The company’s product line includes several gins, rums, and a variety of richly flavored liqueurs. Glomski prides himself on using basic raw ingredients — many of them sourced from the local land — to create true expressions of their botanical origins. 
 

“We’re seeking to redefine the term ‘terroir,’” Glomski says. “What makes our products unique isn’t solely the influence of the region’s physical environment, but also their place within a community. Each of our liquors reflects a unique combination of influences from central Virginia.” 
 

The Vitae (pronounced “vee-tie”) distillery is equipped with a 250-gallon copper pot still and custom-built, temperature-controlled fermentation tanks. Utilizing the best of traditional techniques, the distillers also embrace innovation and experimentation, often avoiding heavy filtration or using activated carbon, which can strip delicate flavors. The bottles’ beautiful labels were drawn by award-winning botanical artist Lara Call Gastinger.
 

Vitae Spirits is equipped with a custom-built, 250-gallon copper pot still and temperature-controlled fermentation tanks.
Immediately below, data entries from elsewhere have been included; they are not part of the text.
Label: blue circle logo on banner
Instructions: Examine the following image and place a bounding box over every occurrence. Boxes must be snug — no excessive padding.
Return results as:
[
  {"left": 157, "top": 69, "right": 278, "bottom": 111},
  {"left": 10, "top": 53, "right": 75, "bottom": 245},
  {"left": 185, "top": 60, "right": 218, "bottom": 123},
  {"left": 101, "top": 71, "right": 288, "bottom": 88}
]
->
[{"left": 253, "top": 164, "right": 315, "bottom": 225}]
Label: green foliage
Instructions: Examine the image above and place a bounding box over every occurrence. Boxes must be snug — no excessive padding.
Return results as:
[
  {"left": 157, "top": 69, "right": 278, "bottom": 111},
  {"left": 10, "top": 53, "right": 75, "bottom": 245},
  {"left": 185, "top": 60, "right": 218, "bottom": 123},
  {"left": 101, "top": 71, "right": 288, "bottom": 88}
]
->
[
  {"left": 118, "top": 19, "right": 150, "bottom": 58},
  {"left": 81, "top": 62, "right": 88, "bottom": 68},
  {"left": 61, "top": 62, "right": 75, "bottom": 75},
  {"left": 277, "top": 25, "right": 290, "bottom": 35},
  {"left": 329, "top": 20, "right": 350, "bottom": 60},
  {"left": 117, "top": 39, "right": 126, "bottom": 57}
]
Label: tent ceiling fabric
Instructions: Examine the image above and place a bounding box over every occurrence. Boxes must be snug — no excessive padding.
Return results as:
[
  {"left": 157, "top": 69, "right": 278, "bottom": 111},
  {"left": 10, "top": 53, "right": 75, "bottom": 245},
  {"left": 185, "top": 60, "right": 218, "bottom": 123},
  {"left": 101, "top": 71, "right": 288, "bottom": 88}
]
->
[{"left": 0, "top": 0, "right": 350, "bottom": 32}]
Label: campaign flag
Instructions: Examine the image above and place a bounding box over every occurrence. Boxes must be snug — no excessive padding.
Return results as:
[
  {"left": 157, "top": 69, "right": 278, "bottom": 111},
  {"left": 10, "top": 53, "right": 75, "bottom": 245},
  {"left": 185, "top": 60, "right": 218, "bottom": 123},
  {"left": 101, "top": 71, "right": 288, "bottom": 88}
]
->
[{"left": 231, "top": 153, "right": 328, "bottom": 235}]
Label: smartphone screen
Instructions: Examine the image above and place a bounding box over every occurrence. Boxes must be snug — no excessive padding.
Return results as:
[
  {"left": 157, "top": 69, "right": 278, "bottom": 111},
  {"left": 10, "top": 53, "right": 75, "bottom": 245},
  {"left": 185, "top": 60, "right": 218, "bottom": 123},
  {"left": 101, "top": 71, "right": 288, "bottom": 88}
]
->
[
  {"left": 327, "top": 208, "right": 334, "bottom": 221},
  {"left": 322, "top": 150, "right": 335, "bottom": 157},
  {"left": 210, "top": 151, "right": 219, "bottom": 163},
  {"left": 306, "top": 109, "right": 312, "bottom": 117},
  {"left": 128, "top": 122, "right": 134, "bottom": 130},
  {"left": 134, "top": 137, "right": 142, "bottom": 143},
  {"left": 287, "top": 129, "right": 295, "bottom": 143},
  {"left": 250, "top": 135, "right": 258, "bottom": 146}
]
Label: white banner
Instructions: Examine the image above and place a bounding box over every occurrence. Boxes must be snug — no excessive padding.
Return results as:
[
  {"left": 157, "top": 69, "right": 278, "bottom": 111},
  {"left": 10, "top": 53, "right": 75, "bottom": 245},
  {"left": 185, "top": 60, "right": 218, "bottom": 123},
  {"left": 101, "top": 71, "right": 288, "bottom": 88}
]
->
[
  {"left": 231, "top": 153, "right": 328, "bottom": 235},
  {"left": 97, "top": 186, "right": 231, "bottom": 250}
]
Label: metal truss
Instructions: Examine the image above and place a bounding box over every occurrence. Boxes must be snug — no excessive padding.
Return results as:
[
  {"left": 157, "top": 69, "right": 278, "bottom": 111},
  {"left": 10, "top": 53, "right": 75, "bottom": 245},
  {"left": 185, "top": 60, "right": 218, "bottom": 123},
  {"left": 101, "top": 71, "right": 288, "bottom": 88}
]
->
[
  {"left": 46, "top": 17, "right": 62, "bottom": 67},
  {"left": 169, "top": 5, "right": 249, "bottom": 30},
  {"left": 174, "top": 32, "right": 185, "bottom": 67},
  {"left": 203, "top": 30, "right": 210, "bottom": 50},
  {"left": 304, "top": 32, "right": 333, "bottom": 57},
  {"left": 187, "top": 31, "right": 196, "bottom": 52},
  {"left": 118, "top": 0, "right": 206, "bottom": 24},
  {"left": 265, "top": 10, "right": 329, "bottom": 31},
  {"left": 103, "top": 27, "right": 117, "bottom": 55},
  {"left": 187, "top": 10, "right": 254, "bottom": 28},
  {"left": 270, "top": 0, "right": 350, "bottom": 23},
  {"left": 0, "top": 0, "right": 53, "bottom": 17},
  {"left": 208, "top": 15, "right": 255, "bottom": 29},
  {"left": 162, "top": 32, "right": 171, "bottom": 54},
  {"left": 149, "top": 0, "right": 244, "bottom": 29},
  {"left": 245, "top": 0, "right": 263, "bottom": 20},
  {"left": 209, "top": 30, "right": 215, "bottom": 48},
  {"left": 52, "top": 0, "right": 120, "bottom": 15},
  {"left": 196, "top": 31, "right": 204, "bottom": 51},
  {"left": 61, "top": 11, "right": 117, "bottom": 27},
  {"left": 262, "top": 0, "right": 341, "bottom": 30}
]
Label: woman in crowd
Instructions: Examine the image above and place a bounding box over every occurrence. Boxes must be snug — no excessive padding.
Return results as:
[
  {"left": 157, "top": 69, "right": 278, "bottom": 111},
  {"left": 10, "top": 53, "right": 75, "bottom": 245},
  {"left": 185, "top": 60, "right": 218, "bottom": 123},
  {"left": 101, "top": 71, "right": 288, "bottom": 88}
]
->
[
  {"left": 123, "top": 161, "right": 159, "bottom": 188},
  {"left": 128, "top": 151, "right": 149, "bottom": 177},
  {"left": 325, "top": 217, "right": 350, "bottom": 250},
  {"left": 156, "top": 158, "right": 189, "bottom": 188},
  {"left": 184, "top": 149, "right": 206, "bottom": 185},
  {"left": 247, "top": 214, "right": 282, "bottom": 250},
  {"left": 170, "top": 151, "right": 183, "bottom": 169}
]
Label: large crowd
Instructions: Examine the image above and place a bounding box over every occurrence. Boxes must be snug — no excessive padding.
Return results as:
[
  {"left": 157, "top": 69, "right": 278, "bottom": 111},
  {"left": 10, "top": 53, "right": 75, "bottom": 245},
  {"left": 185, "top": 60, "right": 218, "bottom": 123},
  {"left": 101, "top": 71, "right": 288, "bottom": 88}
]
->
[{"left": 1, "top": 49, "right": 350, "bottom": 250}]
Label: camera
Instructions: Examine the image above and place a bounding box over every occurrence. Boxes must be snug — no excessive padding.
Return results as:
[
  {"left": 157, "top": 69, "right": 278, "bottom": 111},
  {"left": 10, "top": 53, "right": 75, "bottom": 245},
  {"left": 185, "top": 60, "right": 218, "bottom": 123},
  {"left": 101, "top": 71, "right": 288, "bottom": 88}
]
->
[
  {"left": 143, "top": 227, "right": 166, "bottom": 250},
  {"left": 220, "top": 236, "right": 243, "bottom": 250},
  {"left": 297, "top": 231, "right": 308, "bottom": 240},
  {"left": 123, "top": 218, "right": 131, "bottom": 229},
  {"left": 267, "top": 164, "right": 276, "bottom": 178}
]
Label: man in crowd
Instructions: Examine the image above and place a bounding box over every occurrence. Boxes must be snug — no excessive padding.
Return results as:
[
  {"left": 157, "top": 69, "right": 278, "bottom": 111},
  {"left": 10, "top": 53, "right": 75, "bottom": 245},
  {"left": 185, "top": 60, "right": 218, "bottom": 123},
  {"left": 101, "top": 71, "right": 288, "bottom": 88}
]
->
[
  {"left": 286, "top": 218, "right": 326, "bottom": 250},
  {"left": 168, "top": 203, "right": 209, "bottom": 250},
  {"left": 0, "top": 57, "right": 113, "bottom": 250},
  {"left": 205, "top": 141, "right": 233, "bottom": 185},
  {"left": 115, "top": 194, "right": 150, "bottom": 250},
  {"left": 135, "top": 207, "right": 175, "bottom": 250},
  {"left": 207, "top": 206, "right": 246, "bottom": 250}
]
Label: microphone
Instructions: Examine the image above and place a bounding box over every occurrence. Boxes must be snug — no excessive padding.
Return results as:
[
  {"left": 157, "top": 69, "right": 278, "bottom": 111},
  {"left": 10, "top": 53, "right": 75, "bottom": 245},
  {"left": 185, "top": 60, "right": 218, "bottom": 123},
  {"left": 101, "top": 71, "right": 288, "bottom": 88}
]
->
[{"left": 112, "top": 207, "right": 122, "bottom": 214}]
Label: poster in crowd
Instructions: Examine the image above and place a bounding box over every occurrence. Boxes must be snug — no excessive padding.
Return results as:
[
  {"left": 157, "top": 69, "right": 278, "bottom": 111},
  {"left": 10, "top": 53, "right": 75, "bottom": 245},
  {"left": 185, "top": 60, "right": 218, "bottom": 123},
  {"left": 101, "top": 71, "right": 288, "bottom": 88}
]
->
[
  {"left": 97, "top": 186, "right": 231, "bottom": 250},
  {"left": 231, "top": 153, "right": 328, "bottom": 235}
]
Although Glomski says he’s still on a learning curve with marketing and social media, he’s found that, despite being an introvert, he’s surprisingly effective at sales to restaurants and retail shops. “When I approach an owner with the liquor I produced myself and can tell him every detail about how I thought of the concept, created the label, and designed the bottle, it’s so much more impactful than someone who’s representing multiple brands or a product that was made a thousand miles away,” he says. 
 

Glomski’s shelves still hold all his lab notebooks dating back to his Berkeley days. “The core of my scientific process was born there,” he says. “It's an amazing environment. And in some ways, it made me more humble. It was the first place I’d been where everyone else was smarter than me.”
 

It isn’t just the science that’s stuck with him. He built his business plan the same way he’d been writing NIH grants for 15 years, with specific goals, timelines, and detailed budgets. The bank’s representatives told him it was the best business plan they’d ever seen.
 

“I still consider myself a scientist,” he says. “I try to apply the scientific method to everything I do in the business. I have a different end goal, but I'm using similar methods and processes. All these skills are things that you can use and adapt in a dozen different ways.”